TV #15 of 2025:
Daredevil: Born Again, season 1
Even for Marvel, this is a wildly uneven show, although the tonal clashes make sense when you know a little about the production process behind it. As a sequel to the Daredevil series that originally ran on Netflix from 2015 to 2018, this revival brings back stars Charlie Cox and Vincent D’Onofrio, who had already reprised their respective characters of the blind vigilante and his enemy Wilson Fisk in a handful of other MCU properties in the meantime. However, the studio was apparently dissatisfied with the early look of this new program, and took the rare step during the pause brought on by the 2023 Hollywood labor strikes to overhaul its creative direction. The showrunners were fired and replaced, but — crucially — the decision was made to retain most of the material that had already been filmed. The result is that the first two episodes and the finale of this season were conceived and shot later, while the six entries in between were merely tweaked with a few additional scenes or edits to ensure surface continuity.
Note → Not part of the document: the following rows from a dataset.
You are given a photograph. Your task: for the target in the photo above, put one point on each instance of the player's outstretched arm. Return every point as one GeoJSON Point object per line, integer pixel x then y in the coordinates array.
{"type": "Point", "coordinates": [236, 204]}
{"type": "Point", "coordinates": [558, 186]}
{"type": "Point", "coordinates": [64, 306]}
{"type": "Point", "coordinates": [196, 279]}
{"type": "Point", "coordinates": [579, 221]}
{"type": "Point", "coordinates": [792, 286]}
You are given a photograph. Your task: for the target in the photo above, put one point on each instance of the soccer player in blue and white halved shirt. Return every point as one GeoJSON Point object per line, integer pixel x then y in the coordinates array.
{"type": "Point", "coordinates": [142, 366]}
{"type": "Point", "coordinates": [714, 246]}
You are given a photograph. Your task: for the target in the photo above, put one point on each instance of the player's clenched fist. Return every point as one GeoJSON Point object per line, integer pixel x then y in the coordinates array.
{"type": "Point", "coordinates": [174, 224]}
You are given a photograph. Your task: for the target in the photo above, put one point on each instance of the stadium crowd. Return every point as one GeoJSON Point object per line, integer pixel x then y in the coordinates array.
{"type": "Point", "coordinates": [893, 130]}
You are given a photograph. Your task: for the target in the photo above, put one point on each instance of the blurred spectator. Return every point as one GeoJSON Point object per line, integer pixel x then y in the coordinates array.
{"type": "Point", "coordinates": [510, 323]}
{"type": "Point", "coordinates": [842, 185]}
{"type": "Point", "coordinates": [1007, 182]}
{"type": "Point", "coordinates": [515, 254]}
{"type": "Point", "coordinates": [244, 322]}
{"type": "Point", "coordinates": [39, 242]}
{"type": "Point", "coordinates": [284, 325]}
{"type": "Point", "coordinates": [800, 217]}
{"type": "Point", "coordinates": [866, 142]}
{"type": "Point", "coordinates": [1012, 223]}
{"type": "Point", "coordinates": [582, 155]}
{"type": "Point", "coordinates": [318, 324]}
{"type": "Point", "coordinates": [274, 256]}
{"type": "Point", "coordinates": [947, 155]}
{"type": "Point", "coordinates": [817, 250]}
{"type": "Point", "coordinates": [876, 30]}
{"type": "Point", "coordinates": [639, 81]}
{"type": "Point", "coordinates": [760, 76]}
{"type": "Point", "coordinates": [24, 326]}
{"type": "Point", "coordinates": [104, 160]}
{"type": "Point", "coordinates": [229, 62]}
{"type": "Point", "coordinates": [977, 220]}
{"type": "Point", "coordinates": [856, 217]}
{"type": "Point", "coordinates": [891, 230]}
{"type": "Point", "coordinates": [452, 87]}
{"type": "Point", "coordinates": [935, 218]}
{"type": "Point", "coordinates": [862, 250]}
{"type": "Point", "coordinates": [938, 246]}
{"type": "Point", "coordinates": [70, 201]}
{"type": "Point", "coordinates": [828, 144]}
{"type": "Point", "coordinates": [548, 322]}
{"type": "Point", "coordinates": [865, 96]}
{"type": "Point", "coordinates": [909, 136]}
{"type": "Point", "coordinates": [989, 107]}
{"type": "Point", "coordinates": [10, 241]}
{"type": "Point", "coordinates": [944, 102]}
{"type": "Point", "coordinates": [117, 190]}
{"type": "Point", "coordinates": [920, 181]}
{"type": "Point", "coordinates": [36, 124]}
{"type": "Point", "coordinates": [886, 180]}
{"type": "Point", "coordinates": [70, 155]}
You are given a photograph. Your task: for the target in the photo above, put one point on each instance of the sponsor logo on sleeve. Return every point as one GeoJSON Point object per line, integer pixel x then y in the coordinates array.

It’s a Frankensteined product with a lot of the seams showing, though oddly in line with the ‘Born Again’ title (which as I understand it was the name of a completely unrelated storyline from the DD comics). The middle segments are somewhat lighter in tone and structured more like a legal procedural — which to be fair is a genre that I enjoy! But the effort is stuck in this unfortunate position where it’s too close to what viewers remember of the older show to be taken wholly as its own thing, yet too different to satisfy on that front either. The change to the supporting cast is part of the problem, but it isn’t the new faces alone; it’s that the new characters and their relationships with Matt Murdock aren’t explored to any significant depth, while the people who share a known history with him are largely reduced to cameo appearances.
It does still work, more or less. This isn’t a bad show! It’s just missing that quintessential element for consistent greatness. The bookends from the newer team are a definite pivot in the right direction, and since a second season entirely under their control has already been greenlit, I expect it to improve on what they’ve started here. Kingpin as the mayor of New York City is also a solid plot, with unexpected resonance to Donald Trump’s own return to power, as is the real-life phenomenon of police officers co-opting the Punisher image for their own brand of corrupt ‘thin blue line’ machismo. Those items, the overall darker turn, and the deeper character dynamics are exactly what I’m hoping to see more of going forward.
[Content warning for gun violence, police violence, torture, and gore.]